Compliance Defense setzt nicht zwingend Kooperation voraus

Das VerSanG sieht keineswegs vor, dass nur Unternehmen, die freiwillig an der Aufdeckung der Verbandstat mitwirken, in den Genuss einer Milderung wegen verbesserter Compliance-Struktur kommen können. Dagegen spricht neben dem Wortlaut ein Blick auf die parallele Entwurfsregelung im Kartellrecht. Eine frühere Fassung des Referententwurfs zur 10. GWB-Novelle (Stand vom 7. Oktober 2019) hatte die mildernde Wirkung zwingend mit der Voraussetzung verknüpft, dass das Unternehmen mit der Kartellbehörde kooperiert (vgl. Beitrag „GWB10: Geplante Änderungen im Kartellbußgeldrecht“). Erfreulicherweise hat der Gesetzgeber sich vom diesem Ansatz in der Folge des Gesetzgebungsverfahrens verabschiedet und ihn auch nicht wieder im Rahmen des VerSanG aufgegriffen.

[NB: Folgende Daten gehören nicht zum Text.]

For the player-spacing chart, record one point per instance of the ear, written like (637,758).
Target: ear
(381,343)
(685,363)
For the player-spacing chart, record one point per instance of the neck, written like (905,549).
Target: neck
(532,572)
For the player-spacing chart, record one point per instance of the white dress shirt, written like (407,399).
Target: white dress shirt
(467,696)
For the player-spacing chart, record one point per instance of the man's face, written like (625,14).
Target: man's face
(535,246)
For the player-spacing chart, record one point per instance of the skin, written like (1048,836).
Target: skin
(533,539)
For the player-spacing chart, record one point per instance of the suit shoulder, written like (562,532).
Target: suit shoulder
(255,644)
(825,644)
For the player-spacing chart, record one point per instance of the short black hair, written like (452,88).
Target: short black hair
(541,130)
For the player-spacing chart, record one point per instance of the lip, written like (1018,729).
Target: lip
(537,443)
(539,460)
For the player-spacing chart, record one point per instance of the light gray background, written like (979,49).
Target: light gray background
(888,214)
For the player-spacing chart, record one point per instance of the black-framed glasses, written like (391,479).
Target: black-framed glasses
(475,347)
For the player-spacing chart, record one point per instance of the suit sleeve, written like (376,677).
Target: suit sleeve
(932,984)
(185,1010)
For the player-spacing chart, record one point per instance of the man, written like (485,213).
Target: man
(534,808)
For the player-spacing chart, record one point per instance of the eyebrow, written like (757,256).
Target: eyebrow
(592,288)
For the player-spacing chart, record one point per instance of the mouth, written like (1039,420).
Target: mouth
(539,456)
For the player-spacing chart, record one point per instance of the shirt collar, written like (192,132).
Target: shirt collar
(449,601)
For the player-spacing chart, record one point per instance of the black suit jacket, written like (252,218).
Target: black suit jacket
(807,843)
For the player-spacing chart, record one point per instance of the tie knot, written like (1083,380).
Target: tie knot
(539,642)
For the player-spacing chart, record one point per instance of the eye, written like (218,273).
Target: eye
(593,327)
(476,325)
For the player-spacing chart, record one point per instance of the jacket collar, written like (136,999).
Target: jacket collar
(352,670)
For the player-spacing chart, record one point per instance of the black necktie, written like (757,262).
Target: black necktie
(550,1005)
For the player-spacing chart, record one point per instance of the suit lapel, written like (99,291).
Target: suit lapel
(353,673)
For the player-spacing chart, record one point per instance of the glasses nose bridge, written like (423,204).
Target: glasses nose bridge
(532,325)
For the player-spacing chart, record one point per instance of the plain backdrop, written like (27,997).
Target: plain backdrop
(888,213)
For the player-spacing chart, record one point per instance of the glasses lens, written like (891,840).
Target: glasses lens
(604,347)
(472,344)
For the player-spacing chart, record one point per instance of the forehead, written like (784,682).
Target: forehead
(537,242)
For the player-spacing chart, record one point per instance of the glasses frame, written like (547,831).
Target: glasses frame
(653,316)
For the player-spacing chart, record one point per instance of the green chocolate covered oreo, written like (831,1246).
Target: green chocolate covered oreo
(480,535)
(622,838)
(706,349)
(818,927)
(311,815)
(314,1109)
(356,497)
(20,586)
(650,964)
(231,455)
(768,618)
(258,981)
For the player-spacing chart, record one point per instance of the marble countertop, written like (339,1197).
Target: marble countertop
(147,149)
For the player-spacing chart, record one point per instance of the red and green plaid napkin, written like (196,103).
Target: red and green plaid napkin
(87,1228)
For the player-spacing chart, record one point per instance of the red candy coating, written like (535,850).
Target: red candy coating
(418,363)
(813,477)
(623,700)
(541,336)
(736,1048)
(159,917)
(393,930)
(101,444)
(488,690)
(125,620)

Weitere Anknüpfungspunkte für Compliance im VerSanG

Neben der Zumessung berücksichtigt das VerSanG präventive Compliance auf zwei weiteren Ebenen:

  • Nach § 35 Abs. 1 VerSanG kann von der Verfolgung wegen Geringfügigkeit abgesehen werden. Wenn es um Verbandstaten von Nichtleitungspersonen geht (vgl. § 3 Abs. 1 Nr. 2 VerSanG), hängt ein solches Absehen nach dem Gesetzeswortlaut auch „von […] Schwere und Ausmaß des Unterlassens angemessener Vorkehrungen zur Vermeidung von Verbandstaten“ ab.“
  • Nach § 10 Abs. 1 Nr. 1 VerSanG ist eine der kumulativen Voraussetzungen für die Verwarnung mit Verbandsgeldsanktionsvorbehalt, dass zu erwarten ist, dass die Verwarnung ausreicht, um künftige Verbandstaten zu vermeiden. Dies ist nach der Gesetzesbegründung insbesondere dann der Fall, „wenn es sich um einen für den Verband untypischen Einzelfall handelt („Ausreißer“) und der Verband Maßnahmen trifft oder getroffen hat, um gleichartige Verbandstaten in der Zukunft zu vermeiden“.

Im besten Fall kann also ein gutes Compliance-System dazu führen, dass der Verband gar nicht sanktioniert oder bloß verwarnt wird und die Verhängung einer Geldsanktion vorbehalten bleibt. Zwei Gründe mehr, sich schon vor Bekanntwerden des Vorwurfs einer Verbandtat sehr genau mit dem eigenen Compliance-System auseinanderzusetzen.